Policies recommendations include : 1) strengthen support for local start-ups and high-tech industries through different policy tools (such as providing more industrial land and financial support for strategic industries); 2) encourage companies to develop and commercialize Hong Kong’s hi-tech innovations and improve the local innovation chain; 3) improve the high-tech infrastructure, labor force, and market sales channels for promoting Hong Kong’s hi-tech industry; 4) encourage Hong Kong companies to set up factories or branches in the Pearl River Delta Plants to strengthen the ties with Hong Kong’s high-tech R&D and producer service industries.

4. ‘Front Desks, Back Offices’ to obtain business in the PRD
In recent years, the producer service industry in the Pearl River Delta has risen rapidly, and Hong Kong’s role as the external window of the Pearl River Delta is steadily weakening. The “dual circulation” economy in Mainland China has formed a huge domestic demand market and a new business opportunity

Policy recommendations include: 1) encourage Hong Kong producer service companies to establish branch offices in the Pearl River Delta to seize the growing domestic market demand in the region and the mainland, thereby forming a “Front Desks, Back Offices” cross-border regional cooperation model in the producer service industry to replace the past economic cooperation model of “Front Shops, Back Offices” economic cooperation model; 2) improve cross-border cooperation to facilitate the flow of data and information; 3) improve cross-border linkages of the producer service industry, for example, mutual recognition of professional qualifications and unified service standards and rules for all cities in the Greater Bay Area.

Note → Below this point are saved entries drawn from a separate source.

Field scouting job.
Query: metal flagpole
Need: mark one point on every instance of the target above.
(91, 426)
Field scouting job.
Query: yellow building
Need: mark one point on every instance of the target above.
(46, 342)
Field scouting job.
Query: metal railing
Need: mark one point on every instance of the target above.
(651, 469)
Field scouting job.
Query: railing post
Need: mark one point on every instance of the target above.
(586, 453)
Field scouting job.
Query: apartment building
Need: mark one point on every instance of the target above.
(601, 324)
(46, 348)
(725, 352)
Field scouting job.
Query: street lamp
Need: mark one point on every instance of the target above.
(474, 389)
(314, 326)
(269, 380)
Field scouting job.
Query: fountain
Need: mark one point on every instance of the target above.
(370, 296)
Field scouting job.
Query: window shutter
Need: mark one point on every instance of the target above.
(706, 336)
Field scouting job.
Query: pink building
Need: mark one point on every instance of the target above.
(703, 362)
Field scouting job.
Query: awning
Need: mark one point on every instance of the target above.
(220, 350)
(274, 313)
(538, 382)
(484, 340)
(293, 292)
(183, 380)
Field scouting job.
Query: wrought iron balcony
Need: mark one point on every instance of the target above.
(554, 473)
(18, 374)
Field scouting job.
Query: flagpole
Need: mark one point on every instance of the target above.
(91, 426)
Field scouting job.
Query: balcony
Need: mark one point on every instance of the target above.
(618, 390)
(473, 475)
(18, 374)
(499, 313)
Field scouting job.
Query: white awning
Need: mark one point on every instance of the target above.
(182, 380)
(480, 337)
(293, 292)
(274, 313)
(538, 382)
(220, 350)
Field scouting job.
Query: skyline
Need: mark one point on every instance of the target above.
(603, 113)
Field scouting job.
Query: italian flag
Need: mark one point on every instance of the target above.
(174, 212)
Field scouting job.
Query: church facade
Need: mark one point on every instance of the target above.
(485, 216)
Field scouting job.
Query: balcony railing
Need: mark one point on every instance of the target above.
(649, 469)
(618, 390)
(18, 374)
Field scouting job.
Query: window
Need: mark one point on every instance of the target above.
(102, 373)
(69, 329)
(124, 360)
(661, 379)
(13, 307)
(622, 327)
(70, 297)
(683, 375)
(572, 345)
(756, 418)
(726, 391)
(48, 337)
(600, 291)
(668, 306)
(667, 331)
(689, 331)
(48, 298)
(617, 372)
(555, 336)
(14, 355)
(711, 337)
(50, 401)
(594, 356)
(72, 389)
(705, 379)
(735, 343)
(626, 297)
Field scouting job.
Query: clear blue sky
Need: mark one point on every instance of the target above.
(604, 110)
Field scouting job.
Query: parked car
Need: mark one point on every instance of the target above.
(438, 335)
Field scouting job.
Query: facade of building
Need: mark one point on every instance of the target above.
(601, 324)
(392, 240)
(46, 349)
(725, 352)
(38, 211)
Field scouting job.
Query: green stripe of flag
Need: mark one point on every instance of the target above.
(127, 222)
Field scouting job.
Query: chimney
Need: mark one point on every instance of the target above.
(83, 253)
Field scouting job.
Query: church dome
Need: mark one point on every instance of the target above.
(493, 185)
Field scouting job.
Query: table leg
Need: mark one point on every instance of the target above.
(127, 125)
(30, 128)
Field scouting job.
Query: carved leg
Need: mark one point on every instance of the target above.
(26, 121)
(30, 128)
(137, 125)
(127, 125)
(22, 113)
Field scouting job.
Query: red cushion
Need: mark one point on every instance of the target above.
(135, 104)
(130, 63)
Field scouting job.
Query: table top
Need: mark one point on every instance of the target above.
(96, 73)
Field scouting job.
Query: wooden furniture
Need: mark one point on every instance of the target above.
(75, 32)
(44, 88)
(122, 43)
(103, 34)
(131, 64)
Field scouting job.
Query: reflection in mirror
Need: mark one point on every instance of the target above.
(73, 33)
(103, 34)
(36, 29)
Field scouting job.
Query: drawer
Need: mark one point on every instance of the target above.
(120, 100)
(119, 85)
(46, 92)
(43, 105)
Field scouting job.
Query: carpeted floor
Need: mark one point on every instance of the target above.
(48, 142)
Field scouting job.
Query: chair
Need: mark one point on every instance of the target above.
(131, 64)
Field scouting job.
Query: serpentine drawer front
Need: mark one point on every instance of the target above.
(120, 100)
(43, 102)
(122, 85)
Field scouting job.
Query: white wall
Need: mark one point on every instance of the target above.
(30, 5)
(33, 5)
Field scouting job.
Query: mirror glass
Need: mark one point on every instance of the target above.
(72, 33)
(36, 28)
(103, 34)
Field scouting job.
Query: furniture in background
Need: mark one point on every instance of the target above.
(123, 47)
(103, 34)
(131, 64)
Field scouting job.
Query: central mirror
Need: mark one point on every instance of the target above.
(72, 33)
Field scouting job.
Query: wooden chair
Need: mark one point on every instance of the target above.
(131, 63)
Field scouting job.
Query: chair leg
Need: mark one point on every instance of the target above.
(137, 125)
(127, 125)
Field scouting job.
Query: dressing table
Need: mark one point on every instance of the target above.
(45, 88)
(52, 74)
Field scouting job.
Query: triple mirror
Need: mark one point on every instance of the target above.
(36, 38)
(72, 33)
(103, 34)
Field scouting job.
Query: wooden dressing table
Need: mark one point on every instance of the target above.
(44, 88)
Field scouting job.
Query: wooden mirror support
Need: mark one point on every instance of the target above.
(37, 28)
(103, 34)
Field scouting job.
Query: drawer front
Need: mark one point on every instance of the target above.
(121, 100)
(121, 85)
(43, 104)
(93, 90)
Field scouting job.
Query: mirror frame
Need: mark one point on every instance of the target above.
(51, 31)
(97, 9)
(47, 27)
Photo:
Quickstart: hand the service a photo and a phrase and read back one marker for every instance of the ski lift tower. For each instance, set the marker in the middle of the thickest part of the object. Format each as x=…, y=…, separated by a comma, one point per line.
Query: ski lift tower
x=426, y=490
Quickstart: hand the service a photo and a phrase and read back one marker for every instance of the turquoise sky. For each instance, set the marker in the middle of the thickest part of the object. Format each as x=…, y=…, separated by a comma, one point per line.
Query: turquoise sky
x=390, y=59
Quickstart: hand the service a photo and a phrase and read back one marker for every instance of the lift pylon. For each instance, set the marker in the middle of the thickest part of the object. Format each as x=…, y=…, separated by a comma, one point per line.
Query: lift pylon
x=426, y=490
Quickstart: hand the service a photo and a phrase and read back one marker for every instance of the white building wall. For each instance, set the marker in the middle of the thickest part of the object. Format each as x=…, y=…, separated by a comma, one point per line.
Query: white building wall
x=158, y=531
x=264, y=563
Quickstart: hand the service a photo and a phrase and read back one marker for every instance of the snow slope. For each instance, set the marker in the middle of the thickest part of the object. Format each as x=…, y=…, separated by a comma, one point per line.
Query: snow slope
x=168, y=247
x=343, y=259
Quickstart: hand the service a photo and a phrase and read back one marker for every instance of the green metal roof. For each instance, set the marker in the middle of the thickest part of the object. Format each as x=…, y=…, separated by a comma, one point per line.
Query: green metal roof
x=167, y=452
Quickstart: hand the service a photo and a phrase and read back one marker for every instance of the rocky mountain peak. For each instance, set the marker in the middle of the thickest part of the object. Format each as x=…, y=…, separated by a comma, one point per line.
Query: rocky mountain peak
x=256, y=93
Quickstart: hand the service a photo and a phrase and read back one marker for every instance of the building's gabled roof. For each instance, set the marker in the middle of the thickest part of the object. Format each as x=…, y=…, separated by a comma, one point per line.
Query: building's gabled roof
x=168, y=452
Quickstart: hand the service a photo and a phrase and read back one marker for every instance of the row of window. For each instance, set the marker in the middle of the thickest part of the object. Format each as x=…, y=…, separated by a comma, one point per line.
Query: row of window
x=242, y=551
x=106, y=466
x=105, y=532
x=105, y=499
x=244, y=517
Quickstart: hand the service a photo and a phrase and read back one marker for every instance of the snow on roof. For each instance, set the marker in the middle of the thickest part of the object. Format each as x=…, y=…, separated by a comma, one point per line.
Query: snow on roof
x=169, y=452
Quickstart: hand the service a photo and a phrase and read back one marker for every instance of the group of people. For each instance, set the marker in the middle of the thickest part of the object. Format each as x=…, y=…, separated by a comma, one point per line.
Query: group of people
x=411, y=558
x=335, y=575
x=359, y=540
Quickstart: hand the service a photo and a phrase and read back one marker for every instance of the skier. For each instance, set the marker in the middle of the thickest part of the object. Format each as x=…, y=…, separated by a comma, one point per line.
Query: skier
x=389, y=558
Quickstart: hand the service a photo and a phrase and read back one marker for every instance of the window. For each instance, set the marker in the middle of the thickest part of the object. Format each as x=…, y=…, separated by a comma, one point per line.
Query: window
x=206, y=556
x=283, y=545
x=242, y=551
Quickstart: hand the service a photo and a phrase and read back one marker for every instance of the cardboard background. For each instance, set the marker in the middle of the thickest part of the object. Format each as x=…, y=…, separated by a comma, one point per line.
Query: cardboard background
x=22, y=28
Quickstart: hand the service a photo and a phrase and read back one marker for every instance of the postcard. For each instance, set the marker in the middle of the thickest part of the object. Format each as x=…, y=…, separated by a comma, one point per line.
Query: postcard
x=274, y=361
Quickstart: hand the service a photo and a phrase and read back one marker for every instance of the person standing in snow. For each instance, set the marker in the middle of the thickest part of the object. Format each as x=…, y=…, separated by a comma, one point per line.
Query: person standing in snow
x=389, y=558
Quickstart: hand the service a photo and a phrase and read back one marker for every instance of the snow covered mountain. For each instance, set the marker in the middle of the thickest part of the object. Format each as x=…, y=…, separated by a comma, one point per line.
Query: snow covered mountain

5. Smart GBA and Business Visa and Counters
Promoting the convenient cross-border flow of various production resources including people, goods, capital, data and information will facilitate Hong Kong’s participation in the development of high-tech industries in the Greater Bay Area. One-way free movement of people (from Hong Kong to the Mainland) have hindered Hong Kong’s integration and development in the Pearl River Delta. Cross-border exchanges between enterprises and scientific researchers are very important to the development of high-tech industries in the Greater Bay Area. The study research results show that domestic firms in the PRD rarely use Hong Kong’s services and technologies. One of the main reasons is that they do not understand Hong Kong’s productive services and high-tech technologies. It is convenient for Hong Kong businessmen and researchers to cross the border to the Pearl River Delta, but it is very inconvenient and time-consuming for businessmen and researchers from the Pearl River Delta to come to Hong Kong. If researchers in the Pearl River Delta want to visit universities in Hong Kong, they will have to spend a lot of time to apply for work visas from the Hong Kong Immigration Department.

Policy recommendations include: 1) use the new generation of information and communication (ICT) technology to promote the development of Smart Guangdong-Hong Kong-Macao Greater Bay Area to facilitate the flow of people, goods, capital and information; 2) innovate cross-border Visa application arrangement by using smart technology to provide Mainland’s and overseas businessmen and researchers in the Greater Bay Area with just-in-time online business Visas, and set up the Greater Bay Area Business and Research cross border counter, like the existing APEC (Asia-Pacific Economic Cooperation) counter to facilitate them to come to Hong Kong to do business and research.

The firm-based survey and interviews of high-tech firms in the PRD is part of the research project on “In Search of New Economic Cooperation Models between Hong Kong and the Greater Bay Area” under the Strategic Public Policy Research (SPPR) Funding Scheme of the Policy Innovation and Co-ordination Office (PICO) of the HKSAR government.